<2019ドラフト>

東妻純平(智弁和歌山)にはドラフト以上に期待したいことがある

1年だった2017夏からベンチ入りを果たし、智弁和歌山の中心選手としてマスクをかぶってきた東妻純平(あづま じゅんぺい)選手。

高校球界トップクラスでプロ顔負けの強肩を誇り、2019秋のドラフト指名は確定的とも言われる実力の持ち主です。

ただ、智弁和歌山では決して順風満帆ではなく、悔しい想いもたくさんしてきたキャッチャーなんですよね。

そんな背景も踏まえ、高校最後の夏に臨む東妻純平選手について特集してみました。

 

智弁和歌山・東妻純平がドラフト確定と言われる理由

プロ顔負けの二塁送球タイム

ドラフト注目の東妻純平選手ですが、まず強みとして挙げられるのが強肩でしょう。

二塁送球タイムは最速1.84とプロ顔負けのタイムを誇り、扇の要として絶大な存在感を示します。

身長172cm・体重74kgとやや小柄ながら、遠投125メートルを投げる地肩の強さは天性のものがありますね!

少しでもリードが大きくなると矢のような送球が飛んできますから、塁に出たランナーもかなりプレッシャーを感じることは間違いありません。

星稜・山瀬慎之助捕手と並んで高校トップレベルの強肩は一見の価値アリと言えるでしょう…!

フットワークの良さ

強肩ぶりに加えて、東妻純平選手の強みはフットワークの良さにもあります。

上半身だけで力任せなスローイングをするのではなく、しっかりと体重移動を意識していることが見えるんですよね。

そのためより安定した送球が可能になり、以前にも増して正確な位置にコントロールできるようになりました。

この辺りは中学時代までショートを守っていたことも大きく影響していますね!

高嶋仁・前監督からキャッチャーへのコンバートを勧められて高校からマスクをかぶっているものの、内野手として活躍していたことが今に活きています。

50メートル6秒3と俊敏性も兼ね備えていますから、プロのスカウトに高い評価を受けていることも納得です。

守備面では優れたリードを見せる近江・有馬諒捕手がピカ一と言われていますが、負けじと自分の強みを磨いていってほしいですね。

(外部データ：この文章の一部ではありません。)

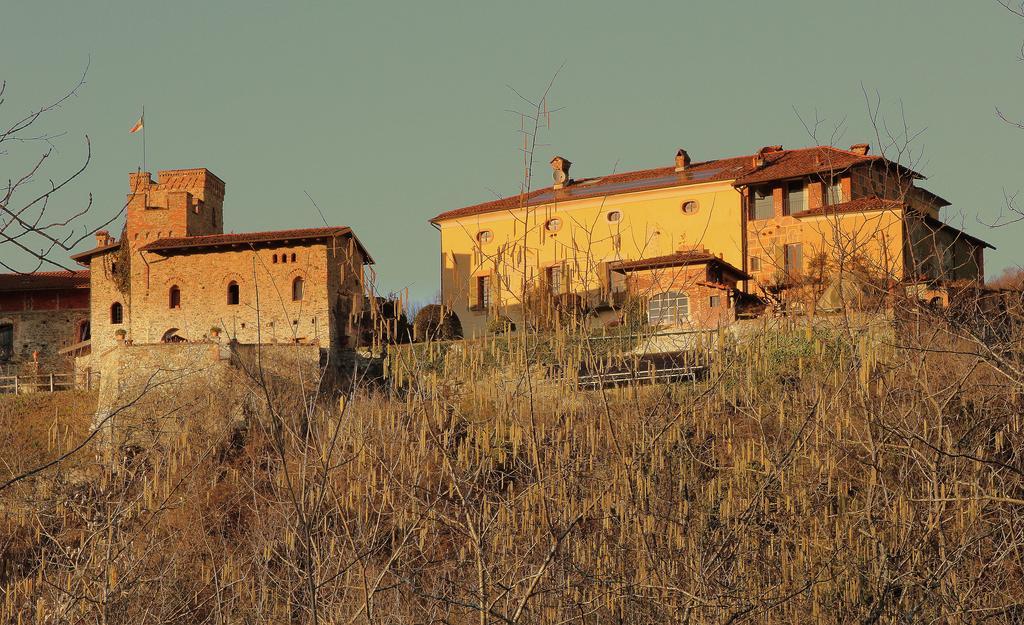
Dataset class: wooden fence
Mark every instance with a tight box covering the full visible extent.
[0,371,99,394]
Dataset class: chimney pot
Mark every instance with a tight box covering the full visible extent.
[676,148,690,171]
[551,156,572,189]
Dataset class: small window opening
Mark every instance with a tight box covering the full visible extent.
[751,186,775,220]
[476,276,490,310]
[546,264,562,295]
[0,324,14,363]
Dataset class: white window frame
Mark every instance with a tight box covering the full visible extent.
[647,291,690,326]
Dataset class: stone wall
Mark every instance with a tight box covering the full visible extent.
[0,307,89,373]
[628,264,736,328]
[93,342,321,448]
[84,237,362,364]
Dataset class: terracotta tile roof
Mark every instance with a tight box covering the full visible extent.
[71,243,121,266]
[923,215,995,250]
[0,270,89,293]
[139,225,373,264]
[430,145,920,223]
[792,198,905,218]
[609,251,751,280]
[736,145,892,185]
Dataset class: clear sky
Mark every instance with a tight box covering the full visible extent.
[0,0,1024,300]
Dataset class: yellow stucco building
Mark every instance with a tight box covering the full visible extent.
[430,143,990,335]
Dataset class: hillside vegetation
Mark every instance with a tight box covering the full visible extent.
[0,309,1024,625]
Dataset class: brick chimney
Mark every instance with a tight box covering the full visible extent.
[126,167,224,245]
[754,145,782,169]
[676,148,690,171]
[96,231,114,247]
[551,157,572,189]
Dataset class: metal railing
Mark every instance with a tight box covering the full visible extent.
[0,371,99,394]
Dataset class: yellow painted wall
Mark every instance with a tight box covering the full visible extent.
[439,182,743,335]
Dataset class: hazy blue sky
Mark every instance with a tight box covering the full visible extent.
[0,0,1024,299]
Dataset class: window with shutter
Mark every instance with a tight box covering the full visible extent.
[783,182,807,215]
[476,276,492,310]
[0,324,14,363]
[825,178,844,206]
[647,291,690,326]
[751,186,775,219]
[784,243,804,276]
[546,264,563,295]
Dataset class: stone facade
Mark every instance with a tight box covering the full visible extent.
[0,272,90,373]
[75,169,372,368]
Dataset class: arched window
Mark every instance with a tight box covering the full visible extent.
[0,324,14,363]
[647,291,690,326]
[160,328,188,343]
[78,319,92,343]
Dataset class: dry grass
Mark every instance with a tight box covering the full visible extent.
[0,391,96,481]
[0,311,1024,624]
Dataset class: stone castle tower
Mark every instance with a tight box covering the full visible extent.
[125,168,224,243]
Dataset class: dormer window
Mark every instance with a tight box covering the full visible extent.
[825,178,846,206]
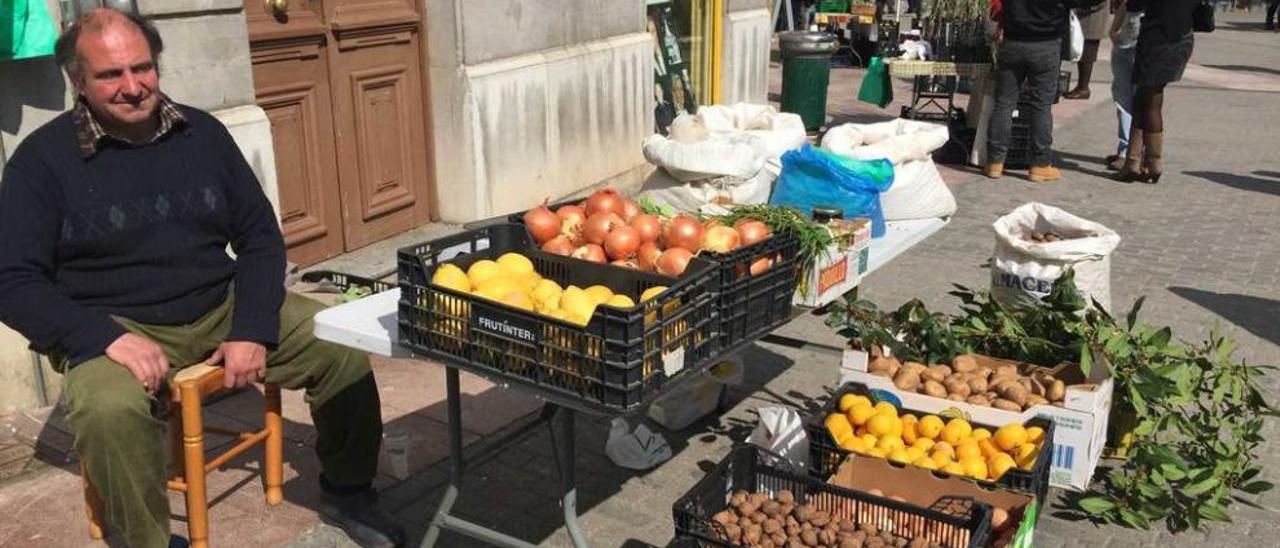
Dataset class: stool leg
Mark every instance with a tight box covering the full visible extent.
[180,383,209,548]
[262,384,284,506]
[81,461,105,540]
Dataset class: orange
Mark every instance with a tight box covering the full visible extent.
[915,415,942,439]
[867,414,895,435]
[849,405,876,426]
[996,424,1043,451]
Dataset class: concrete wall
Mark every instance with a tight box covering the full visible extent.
[426,0,653,222]
[0,0,279,416]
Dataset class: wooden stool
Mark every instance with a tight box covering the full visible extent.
[81,364,284,548]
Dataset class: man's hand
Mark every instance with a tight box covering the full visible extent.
[205,341,266,388]
[106,333,169,393]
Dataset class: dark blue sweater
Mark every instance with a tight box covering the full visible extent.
[0,106,284,365]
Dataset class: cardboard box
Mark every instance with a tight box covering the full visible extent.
[828,455,1039,547]
[840,351,1115,490]
[791,222,872,307]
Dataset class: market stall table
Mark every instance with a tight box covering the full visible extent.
[315,219,947,547]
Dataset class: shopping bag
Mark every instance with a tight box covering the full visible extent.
[746,407,809,470]
[858,56,893,109]
[769,145,893,238]
[0,0,58,59]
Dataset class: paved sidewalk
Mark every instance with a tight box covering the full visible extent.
[0,12,1280,548]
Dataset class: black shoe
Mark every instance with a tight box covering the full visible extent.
[320,488,404,548]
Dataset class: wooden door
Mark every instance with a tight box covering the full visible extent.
[244,0,430,265]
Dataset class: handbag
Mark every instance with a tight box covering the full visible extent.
[1192,0,1217,32]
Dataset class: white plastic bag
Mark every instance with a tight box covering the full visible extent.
[649,360,742,430]
[991,202,1120,310]
[746,407,809,470]
[822,119,956,220]
[1062,10,1084,63]
[604,417,671,470]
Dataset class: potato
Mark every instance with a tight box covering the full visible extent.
[920,365,951,383]
[991,398,1023,412]
[1044,379,1066,402]
[942,379,972,398]
[893,369,920,392]
[951,355,978,373]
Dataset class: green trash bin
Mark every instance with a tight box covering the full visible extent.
[778,31,837,131]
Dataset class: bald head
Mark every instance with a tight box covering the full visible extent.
[54,8,164,86]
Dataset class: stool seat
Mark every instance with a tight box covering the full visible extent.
[81,362,284,548]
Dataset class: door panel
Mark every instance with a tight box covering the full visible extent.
[333,26,429,248]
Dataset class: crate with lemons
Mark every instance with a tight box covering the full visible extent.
[401,224,713,408]
[809,384,1053,507]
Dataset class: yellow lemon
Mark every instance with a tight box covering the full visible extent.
[586,286,613,305]
[942,419,973,446]
[867,414,895,435]
[996,424,1043,451]
[876,435,906,452]
[488,254,534,275]
[960,458,987,479]
[911,457,938,470]
[987,453,1014,480]
[969,438,1001,458]
[1027,426,1044,446]
[467,259,503,288]
[915,415,942,439]
[849,405,876,426]
[956,439,987,461]
[876,402,897,416]
[840,394,872,412]
[431,262,471,293]
[604,294,636,309]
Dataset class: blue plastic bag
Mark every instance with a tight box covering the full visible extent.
[769,145,893,238]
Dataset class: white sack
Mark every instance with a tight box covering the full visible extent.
[822,119,956,220]
[746,407,809,470]
[991,202,1120,310]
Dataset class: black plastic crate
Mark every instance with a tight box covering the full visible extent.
[805,383,1053,508]
[507,200,800,350]
[398,223,718,414]
[302,270,396,294]
[672,446,992,548]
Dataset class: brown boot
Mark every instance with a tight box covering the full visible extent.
[1115,128,1144,183]
[1027,164,1062,183]
[1138,132,1165,184]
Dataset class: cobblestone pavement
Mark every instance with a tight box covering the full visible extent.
[292,13,1280,547]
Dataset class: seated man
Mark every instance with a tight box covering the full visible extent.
[0,9,403,548]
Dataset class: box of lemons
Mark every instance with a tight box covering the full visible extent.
[672,446,993,548]
[806,383,1053,509]
[397,224,717,411]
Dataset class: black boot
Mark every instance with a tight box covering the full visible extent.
[320,478,404,548]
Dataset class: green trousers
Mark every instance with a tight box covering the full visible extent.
[54,292,383,548]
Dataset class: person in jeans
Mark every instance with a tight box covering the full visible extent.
[0,9,404,548]
[1116,0,1199,183]
[984,0,1103,183]
[1107,0,1142,172]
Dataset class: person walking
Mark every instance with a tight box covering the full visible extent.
[984,0,1103,183]
[1117,0,1199,183]
[0,9,404,548]
[1107,0,1142,172]
[1062,1,1114,100]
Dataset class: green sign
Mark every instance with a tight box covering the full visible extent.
[0,0,58,59]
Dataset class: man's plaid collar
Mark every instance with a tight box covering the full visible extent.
[73,93,187,157]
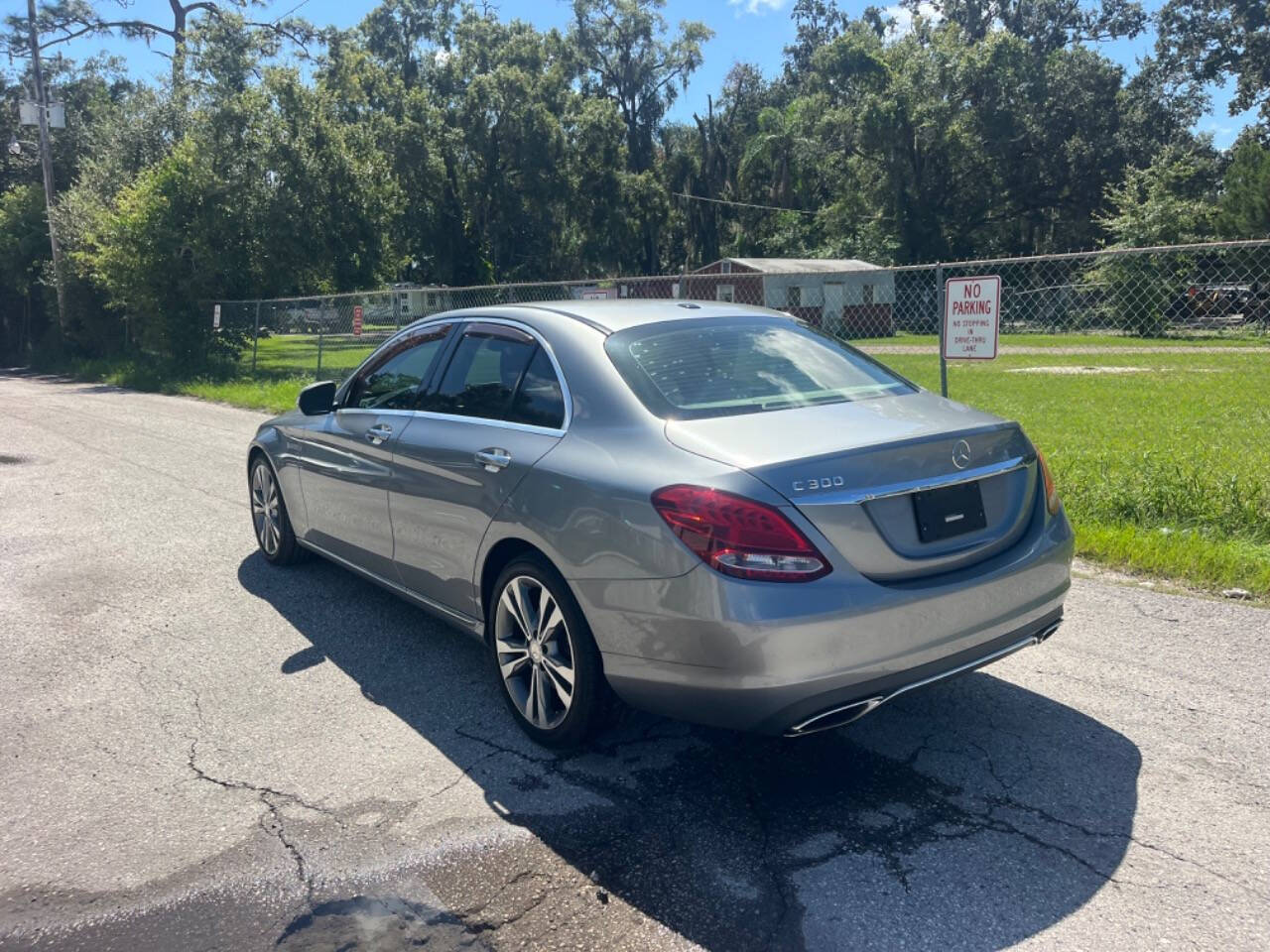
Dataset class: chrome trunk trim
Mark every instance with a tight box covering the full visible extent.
[808,454,1036,505]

参考:近江・有馬諒がドラフト確定と言われる理由は目に見えない力にある

高校通算ホームランは30本間近

キャッチャーとしての強肩ぶりが光る東妻純平選手は、バッティングにも定評があります。

2019春のセンバツ甲子園では四番としてホームランも放っていますし、鋭いスイングも素晴らしいものを持っています。

2019夏までに高校通算28本のホームランを記録するなど、バットでもチームに貢献してきた選手なんですよね!

打てる強肩捕手はプロでも永遠の課題とも言えるので、ドラフトではどのチームから指名があるか楽しみです。

ただ東妻純平選手は「自分はホームランバッターではない」と、ホームランよりも打点に意欲を示していますから、チャンスでの勝負強さにも注目していきたいところ。

黒川史陽主将をはじめ強打者が並ぶ智弁和歌山打線ですが、東妻純平選手のバッティングにも期待していきましょう。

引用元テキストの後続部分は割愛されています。